"Uma ação orquestrada para intimidar a força policial", diz defesa de PMs envolvidos em abordagem na CIC

Por Redação em 25/10/2021 às 16:28:44

Esta abordagem na CIC aconteceu na madrugada do último sábado (25). Um vídeo mostra cenas da confusão envolvendo algumas abordagens na Rua Raul Pompéia. A empresária que afirmou ter sofrido agressões da equipe policial que realizou a abordagem, inicialmente, filma a prisão de um rapaz.

Em seguida, ainda com a câmera, ela se aproxima dos PMs e demonstra seu espanto com a abordagem. “Vocês passaram dos limites! Ridículos”, repete Stephany durante a gravação. O celular é derrubado na rua e, após a queda, um homem pega o aparelho e continua as filmagens. É neste momento em que as agressões contra a empresária começam (veja a situação neste link).

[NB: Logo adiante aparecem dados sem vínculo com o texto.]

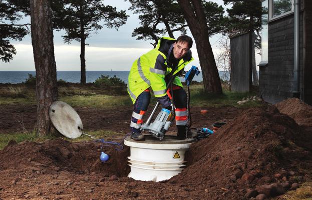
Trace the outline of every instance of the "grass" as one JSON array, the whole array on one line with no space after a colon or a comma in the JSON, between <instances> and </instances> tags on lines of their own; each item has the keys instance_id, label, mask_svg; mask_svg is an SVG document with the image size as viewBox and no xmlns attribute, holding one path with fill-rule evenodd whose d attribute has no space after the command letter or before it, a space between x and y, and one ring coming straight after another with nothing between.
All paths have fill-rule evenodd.
<instances>
[{"instance_id":1,"label":"grass","mask_svg":"<svg viewBox=\"0 0 312 200\"><path fill-rule=\"evenodd\" d=\"M116 132L114 131L106 131L106 130L97 130L95 131L90 131L86 133L89 135L94 137L91 138L89 136L82 134L77 138L70 139L63 136L62 135L57 136L55 135L47 135L46 136L39 136L36 133L35 131L27 133L13 133L8 134L0 134L0 149L3 149L8 145L9 142L11 140L15 140L18 143L23 142L23 141L28 140L36 142L42 142L47 139L56 139L58 138L62 138L65 140L70 141L72 142L81 142L85 141L91 141L98 139L104 138L105 140L115 140L117 142L120 141L125 136L124 133Z\"/></svg>"},{"instance_id":2,"label":"grass","mask_svg":"<svg viewBox=\"0 0 312 200\"><path fill-rule=\"evenodd\" d=\"M209 94L205 92L203 87L202 85L195 85L190 87L191 105L215 107L225 106L252 107L259 107L262 105L261 102L253 101L243 104L237 104L237 101L241 101L244 97L256 96L255 92L232 92L223 89L222 94Z\"/></svg>"},{"instance_id":3,"label":"grass","mask_svg":"<svg viewBox=\"0 0 312 200\"><path fill-rule=\"evenodd\" d=\"M25 140L40 142L48 139L55 138L55 136L47 135L45 137L39 137L35 131L28 133L13 133L0 134L0 149L2 149L8 145L11 140L15 140L18 143Z\"/></svg>"},{"instance_id":4,"label":"grass","mask_svg":"<svg viewBox=\"0 0 312 200\"><path fill-rule=\"evenodd\" d=\"M118 88L111 89L97 88L92 84L62 85L58 87L59 100L74 107L112 108L132 105L125 91L117 91ZM262 105L260 102L252 101L241 105L237 104L243 97L255 96L255 92L231 92L224 89L222 94L209 94L204 91L203 86L200 84L191 85L190 90L190 104L193 106L251 107ZM152 97L152 103L155 101ZM35 88L22 84L0 85L0 104L36 104Z\"/></svg>"},{"instance_id":5,"label":"grass","mask_svg":"<svg viewBox=\"0 0 312 200\"><path fill-rule=\"evenodd\" d=\"M311 200L312 182L302 184L295 190L289 191L276 200Z\"/></svg>"},{"instance_id":6,"label":"grass","mask_svg":"<svg viewBox=\"0 0 312 200\"><path fill-rule=\"evenodd\" d=\"M128 96L75 95L61 97L60 100L74 107L112 108L115 106L132 106L132 105L131 100Z\"/></svg>"}]
</instances>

“As imagens foram fragmentadas e em um contexto que não coincide nem com as lesões, nem com o que foi filmado, estão sendo publicadas. Mas isto não reflete a opinião pública (…). Existe uma opinião publicada para incriminar e fazer uma caricatura daquilo que já é grave e sério. (…) A Polícia Militar foi atender um "clamor" de uma comunidade.”, opiniou Dalledone.

Uso da força

Também à Banda B, o capitão Ronaldo Goulart, responsável pela Aifu, ressaltou que o uso da força foi necessário para que a empresária fosse contida. Ainda, segundo ele, a mulher agiu de forma "desequilibrada". “A partir dos exames ela recusou a limpeza dos ferimentos. Ela queria aproveitar a imagem para elaborar seus vídeos”, disse à reportagem neste domingo (25).

Dalledone também analisou a situação.

“O sargento, no uso progressivo da força, não deu nenhum golpe contundente, não agrediu a menina. A moça, que se diz vítima, quando resistiu porque chamou de f.d.p [sic] o capitão, recebeu a voz de prisão, resistiu à prisão cometendo mais um crime. Ela não queria ser algemada e, para ser contida, acabou tendo aquelas escoriações no rosto”, refletiu o advogado.

Stephany

Stephany Rodrigues, a empresária envolvida na polêmica abordagem, é dona de uma hamburgueria no bairro. O comércio foi fechado por estar com a ocupação acima da capacidade permitida por decreto municipal. O local foi multado em R$ 30 mil por conta do descumprimento e, também, por não fornecer álcool gel.

O advogado de Stephany, Igor José Ogar, disse em entrevista à Banda B, também no sábado (23), que as imagens registradas evidenciam o abuso de autoridade durante a abordagem. Ele citou, inclusive, que a agressividade dos policiais é clara nos vídeos.

“Posso dizer, em defesa da Stephany (…), que é latente o abuso de autoridade, o qual salta os olhos tamanha agressividade e desproporcionalidade nos atos praticados por esse policial e por aquele batalhão que observa inerte sem tomar nenhuma atitude, mesmo quando sabe que as imagens estão sendo registradas pela população e familiares da vítima”, afirmou Ogar.

Após a abordagem, a mulher foi encaminhada à Unidade de Pronto Atendimento (UPA) para cuidar dos ferimentos. Em seguida, Stephany foi levada à delegacia acusada pelos crimes de desacato e resistência à prisão.

Governo pede apuração rigorosa

Governo do Paraná já se manifestou sobre o caso e destacou que excessos nas ações da PM não podem ser tolerados. A determinação é para que a agressão da empresária receba apuração rigorosa. A Secretaria de Segurança Pública do Paraná (Sesp-PR) determinou às polícias que apurem o caso. A conclusão dos procedimentos deve ser de pelo menos 30 dias.

Repúdio da OAB-PR

Ordem dos Advogados do Brasil (OAB-PRexpressou repúdio à agressão sofrida pela empresária no CIC. A ordem classificou a ação como exagerada e com “inaceitável uso da força contra a cidadã, a pretexto de desacato”.

Para a OAB, as forças policiais devem proteger a população com segurança e é inimaginável que diligências de índole fiscalizatória a respeito das regras sanitárias de prevenção a Covid-19 resultem em atos tão violentos.